U.S. District Judge Matthew Brann concluded that Scout could only pursue individual arbitration with Chesapeake on its claim that the company wrongly reduced royalties it owed from Marcellus Shale drilling.
Scout had sought arbitration that also included a putative class of thousands of Pennsylvania landowners.
“The contracts at issue here clearly allow for arbitration; but what the plain language of the leases allow is individual or bilateral arbitration, not a class arbitration,” Judge Brann said in the opinion. “The language in this matter is written in the singular, which indicates individual or bilateral arbitration, i.e.: ‘in the event of a disagreement between lessor and lessee concerning this lease.’”
Scout, which owns interests in a number of Marcellus Shale gas leases, launched arbitration proceedings in March 2014 to recoup royalties it claimed that Chesapeake owed. It claimed that Chesapeake improperly deducted post-production costs in thousands of leases.
Chesapeake then filed a complaint the next month, alleging the arbitration provisions in the leases authorized only individual arbitration, not class arbitration, and asked the judge to rule that the court should decide whether the companies' contract was arbitrable as a class proceeding.

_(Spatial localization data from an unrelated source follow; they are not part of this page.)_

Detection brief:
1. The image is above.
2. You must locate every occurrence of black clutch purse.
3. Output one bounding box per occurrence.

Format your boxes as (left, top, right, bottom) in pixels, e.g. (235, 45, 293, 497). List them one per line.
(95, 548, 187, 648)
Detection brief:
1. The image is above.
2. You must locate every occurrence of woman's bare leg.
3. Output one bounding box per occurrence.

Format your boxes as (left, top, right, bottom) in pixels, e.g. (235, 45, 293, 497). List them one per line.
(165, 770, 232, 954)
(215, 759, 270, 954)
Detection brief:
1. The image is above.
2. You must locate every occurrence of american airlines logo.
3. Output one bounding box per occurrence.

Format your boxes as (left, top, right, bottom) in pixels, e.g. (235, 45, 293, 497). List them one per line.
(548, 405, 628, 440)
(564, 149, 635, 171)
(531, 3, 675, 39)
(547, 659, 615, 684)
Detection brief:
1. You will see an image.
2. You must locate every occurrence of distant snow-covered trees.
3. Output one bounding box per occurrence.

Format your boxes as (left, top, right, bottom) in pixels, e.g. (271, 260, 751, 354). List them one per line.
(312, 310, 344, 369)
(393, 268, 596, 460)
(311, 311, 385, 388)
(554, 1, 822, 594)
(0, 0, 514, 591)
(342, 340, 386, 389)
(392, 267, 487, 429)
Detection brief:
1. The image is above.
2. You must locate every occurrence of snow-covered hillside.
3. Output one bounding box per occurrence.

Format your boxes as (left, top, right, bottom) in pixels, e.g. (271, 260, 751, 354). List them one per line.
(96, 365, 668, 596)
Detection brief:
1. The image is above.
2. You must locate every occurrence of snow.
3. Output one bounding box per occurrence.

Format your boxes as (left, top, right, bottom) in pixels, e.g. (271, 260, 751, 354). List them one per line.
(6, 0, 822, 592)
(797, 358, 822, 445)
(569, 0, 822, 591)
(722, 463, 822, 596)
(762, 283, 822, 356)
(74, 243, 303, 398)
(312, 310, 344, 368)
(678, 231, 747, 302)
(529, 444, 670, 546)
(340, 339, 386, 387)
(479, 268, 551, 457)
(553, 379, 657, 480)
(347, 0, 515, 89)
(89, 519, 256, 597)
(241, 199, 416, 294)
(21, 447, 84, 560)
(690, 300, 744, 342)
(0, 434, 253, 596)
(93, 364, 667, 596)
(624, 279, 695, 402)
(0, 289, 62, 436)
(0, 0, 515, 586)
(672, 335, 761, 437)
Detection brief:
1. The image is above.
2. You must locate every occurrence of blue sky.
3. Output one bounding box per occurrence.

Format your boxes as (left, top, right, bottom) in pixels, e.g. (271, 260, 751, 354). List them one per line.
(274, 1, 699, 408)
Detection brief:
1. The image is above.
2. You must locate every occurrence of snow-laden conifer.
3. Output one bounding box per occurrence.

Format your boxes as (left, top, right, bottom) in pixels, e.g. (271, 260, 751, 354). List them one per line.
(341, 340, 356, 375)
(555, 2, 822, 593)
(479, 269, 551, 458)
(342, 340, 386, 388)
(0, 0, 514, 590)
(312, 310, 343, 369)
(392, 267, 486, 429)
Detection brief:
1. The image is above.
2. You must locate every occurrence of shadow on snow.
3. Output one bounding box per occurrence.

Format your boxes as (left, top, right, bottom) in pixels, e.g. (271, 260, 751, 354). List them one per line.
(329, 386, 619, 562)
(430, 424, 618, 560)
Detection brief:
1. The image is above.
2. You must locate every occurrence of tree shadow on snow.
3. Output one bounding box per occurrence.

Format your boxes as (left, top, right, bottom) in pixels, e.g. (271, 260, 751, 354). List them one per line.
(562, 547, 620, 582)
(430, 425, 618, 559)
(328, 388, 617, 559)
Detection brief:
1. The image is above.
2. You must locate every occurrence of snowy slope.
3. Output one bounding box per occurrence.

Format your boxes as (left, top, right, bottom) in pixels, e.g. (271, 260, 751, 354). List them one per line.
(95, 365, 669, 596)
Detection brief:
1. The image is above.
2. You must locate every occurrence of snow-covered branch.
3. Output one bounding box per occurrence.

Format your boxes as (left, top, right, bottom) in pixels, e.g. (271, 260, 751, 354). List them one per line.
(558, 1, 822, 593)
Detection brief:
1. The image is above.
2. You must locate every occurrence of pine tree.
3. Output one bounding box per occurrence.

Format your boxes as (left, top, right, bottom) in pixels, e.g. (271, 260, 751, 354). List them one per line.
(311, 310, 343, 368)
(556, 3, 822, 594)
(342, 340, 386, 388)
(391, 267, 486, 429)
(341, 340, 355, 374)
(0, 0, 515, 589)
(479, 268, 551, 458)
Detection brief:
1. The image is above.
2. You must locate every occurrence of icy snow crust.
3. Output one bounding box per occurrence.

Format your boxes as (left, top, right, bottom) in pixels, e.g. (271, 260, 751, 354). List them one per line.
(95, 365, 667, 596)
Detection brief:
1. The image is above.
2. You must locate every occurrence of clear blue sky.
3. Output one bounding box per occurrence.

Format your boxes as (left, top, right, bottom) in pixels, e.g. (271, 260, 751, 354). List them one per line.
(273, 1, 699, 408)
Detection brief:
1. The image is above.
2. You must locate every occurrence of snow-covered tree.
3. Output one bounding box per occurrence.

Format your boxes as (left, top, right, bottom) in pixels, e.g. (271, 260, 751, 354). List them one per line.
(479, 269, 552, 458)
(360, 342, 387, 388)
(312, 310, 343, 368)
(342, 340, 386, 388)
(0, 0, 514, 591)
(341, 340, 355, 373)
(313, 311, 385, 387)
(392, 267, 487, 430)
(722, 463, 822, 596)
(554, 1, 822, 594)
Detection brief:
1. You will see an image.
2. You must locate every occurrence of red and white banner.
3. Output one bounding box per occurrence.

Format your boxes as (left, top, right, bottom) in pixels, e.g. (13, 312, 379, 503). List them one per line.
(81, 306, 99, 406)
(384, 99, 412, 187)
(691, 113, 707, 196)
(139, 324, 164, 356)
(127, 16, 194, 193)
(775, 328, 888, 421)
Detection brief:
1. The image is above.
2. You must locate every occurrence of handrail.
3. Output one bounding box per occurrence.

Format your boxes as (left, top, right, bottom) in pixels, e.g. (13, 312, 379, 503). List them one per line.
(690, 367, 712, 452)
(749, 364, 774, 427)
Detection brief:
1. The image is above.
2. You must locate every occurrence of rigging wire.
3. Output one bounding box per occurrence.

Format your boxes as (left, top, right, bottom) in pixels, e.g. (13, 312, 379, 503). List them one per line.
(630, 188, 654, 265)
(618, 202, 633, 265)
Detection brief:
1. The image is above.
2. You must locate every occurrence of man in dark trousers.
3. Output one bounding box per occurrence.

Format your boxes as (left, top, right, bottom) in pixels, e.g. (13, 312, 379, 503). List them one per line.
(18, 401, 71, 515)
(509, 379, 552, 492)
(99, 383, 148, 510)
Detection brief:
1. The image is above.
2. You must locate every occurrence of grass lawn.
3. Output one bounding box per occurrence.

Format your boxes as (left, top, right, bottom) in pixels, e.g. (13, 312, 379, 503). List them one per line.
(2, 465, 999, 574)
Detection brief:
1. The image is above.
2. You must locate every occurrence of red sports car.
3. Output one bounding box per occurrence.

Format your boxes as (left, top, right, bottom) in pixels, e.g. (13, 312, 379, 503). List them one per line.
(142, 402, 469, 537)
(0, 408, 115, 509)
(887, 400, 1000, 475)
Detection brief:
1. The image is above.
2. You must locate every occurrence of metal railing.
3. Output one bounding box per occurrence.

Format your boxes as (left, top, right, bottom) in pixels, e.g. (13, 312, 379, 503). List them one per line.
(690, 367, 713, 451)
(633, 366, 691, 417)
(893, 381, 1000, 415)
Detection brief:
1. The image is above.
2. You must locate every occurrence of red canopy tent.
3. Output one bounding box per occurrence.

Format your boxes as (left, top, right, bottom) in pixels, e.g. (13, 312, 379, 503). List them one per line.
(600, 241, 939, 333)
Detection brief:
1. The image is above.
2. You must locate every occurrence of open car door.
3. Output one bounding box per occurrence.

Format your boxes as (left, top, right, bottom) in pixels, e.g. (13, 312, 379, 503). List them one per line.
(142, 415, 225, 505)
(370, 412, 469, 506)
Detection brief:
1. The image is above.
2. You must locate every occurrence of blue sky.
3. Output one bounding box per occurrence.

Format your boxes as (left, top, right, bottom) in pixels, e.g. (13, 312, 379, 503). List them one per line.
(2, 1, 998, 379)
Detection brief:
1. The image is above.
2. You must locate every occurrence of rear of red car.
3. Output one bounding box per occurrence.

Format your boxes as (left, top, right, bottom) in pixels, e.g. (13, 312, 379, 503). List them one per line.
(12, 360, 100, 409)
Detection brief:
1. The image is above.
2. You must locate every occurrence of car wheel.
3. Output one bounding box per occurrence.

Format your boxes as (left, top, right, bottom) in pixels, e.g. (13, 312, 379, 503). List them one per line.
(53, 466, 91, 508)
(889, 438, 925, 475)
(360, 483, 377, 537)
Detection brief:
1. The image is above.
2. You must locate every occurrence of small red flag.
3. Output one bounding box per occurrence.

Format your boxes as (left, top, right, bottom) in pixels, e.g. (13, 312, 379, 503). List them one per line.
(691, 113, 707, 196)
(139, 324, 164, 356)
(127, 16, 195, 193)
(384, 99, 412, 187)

That October, a federal district judge ruled in the company's favor, concluding that recent Third Court precedent determined that the court, rather than arbitrators, should decide whether class arbitration is permissible in the case.
Scout then went to the appeals court, arguing that its case was differentiated by language in the leases that ultimately linked in the American Arbitration Association’s “supplementary rules,” one of which stipulates that the class arbitration question would be decided by arbitrators.
But in January 2016, a panel disagreed, giving the authority to courts unless parties “clearly and unmistakably” delegated it to arbitrators. Scout subsequently asked the U.S. Supreme Court to hear the matter, but it was rebuffed in October.
That left Judge Brann to rule on the suitability of class arbitration. In doing so, he relied on a case decided by a colleague in Pennsylvania’s Middle District that dealt with an identical Chesapeake lease. In that case, Judge John E. Jones III determined that class arbitration was not permitted.
“It would be extraordinary indeed for me to hold differently than did Judge Jones when presented with the same lease language, from the same plaintiff, in the same court,” Judge Brann said. “Moreover, and perhaps more importantly, I agree with Judge Jones’s holding and sound legal reasoning.”
Attorney Robert Pratter, who represents Scout, said the company intended to appeal the decision.
An attorney for Chesapeake declined to comment on the ruling Monday.
Chesapeake is represented by Daniel T. Donovan and Ragan Naresh of Kirkland & Ellis LLP and Daniel T. Brier of Myers Brier & Kelly LLP.
Scout is represented by Michael Coren and Robert L. Pratter of Cohen Placitella & Roth PC.
The case is Chesapeake Appalachia LLC v. Scout Petroleum LLC et al., case number 4:14-cv-00620, in the U.S. District Court for the Middle District of Pennsylvania.